If the referendum fails, it could kill the sports complex and plans for a bypass road to alleviate traffic on Halls Ferry Road.

So if they want a positive vote, the mayor and the city’s two aldermen will have to do good job of putting the odds on their favor. That means making sure the voters know everything about the sports complex, the proposed bypass road that will open a new route between U.S. 61 South and Halls Ferry Road and provide access to the sports complex, and the 2 percent sales tax.

In short, city officials need to explain their plans to invest $30 million in infrastructure and recreation.

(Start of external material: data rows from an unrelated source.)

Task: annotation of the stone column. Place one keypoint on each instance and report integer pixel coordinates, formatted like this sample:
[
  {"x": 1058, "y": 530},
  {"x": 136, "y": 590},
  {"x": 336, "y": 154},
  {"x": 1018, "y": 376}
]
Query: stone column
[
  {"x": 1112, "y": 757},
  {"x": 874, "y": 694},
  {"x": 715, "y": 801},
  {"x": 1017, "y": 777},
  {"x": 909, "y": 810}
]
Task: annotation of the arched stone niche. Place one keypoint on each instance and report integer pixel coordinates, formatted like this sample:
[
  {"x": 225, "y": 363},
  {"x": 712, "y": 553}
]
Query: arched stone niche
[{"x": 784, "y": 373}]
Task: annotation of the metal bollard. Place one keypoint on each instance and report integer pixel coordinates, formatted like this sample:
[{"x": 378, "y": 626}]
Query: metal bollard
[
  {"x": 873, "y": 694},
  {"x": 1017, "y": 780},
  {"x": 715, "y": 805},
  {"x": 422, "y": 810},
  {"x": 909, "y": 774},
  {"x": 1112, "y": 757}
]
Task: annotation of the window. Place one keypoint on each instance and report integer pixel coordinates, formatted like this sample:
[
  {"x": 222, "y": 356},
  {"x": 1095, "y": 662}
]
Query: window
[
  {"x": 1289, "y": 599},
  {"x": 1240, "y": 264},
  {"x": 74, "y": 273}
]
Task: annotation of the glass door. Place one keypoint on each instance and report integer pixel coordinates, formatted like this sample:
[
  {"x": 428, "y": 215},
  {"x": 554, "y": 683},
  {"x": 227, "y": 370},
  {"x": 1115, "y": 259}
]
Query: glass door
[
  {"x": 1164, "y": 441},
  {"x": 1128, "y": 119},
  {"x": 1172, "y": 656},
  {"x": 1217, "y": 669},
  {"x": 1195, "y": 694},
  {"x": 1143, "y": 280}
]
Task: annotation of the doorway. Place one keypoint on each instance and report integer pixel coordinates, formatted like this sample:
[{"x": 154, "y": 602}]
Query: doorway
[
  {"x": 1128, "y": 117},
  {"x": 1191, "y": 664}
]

That also includes the fact that the 2 percent hotel tax for the Vicksburg Convention Center will be eliminated and the city will make up the $518,315 lost by removing the tax from its general fund.

The board members have hired a Baton Rouge, La.-based marketing company to help them “sell” the sports complex concept to the voters.That’s a wise move.

It allows one organization to concentrate solely on providing the correct information on the issue, and this is one time the board, as Mayor George Flaggs Jr. likes to say, needs to be transparent and present all the information to the company it’s hired.

Flaggs emphasized how important the June 6 referendum is,

“We are now putting this out to a vote in the hands of the voters. If the voters choose not to do it, we can’t do it. This is all we can do.”

The ball is in the voters’ court. If the board want the referendum to pass, it had better serve an ace.